DiMaggio may have been a better hitter than even Ted Williams, his rival among the game’s greats at the time. The general consensus has him as the better all-around player with Williams the better hitter. An imaginative statistician suggested otherwise, comparing the road records of each to discover DiMaggio’s batting average to be five points higher: .333 to .328. Had he replaced Williams or Musial in their respective parks, the man who wore number five on his back would easily have hit 500 home runs, probably have attained a batting average 20 points higher than his lifetime .325, with a lot more runs batted-in (it took thirteen seasons to garner 1537 while Mantle, playing in eighteen, had 1509). Add three peak years lost in WW II and it’s quite a “could-have-been!”
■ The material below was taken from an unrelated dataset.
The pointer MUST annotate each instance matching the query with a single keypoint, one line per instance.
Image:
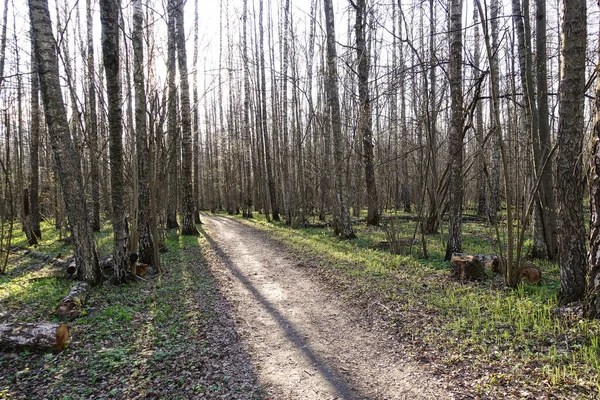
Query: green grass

To return to the television metaphor, there’s no hiding the fact that DiMaggio’s image had its distortions and imperfections. “The other DiMaggio,” his brother Dominick was believed by many at that period to be Joe’s superior defensively in center field. Playing with (and compensating for) Ted Williams, Dom had 400 putouts in four of only ten seasons, once topping 500, an accomplishment surpassed solely by Richie Ashburn among players post-dating WW II. (An excellent lead-off type hitter who batted a career .298 and appeared in eight all-star games, the “Little Professor,” his nickname, now no longer enjoys much standing among the faculty.)

Then there is Joe’s undistinguished World Series record. Beyond the rare display of anger at Al Gionfriddo’s catch that cost him a home run in the 1947 clash with the Dodgers, not much else comes to mind in the ten that he played in.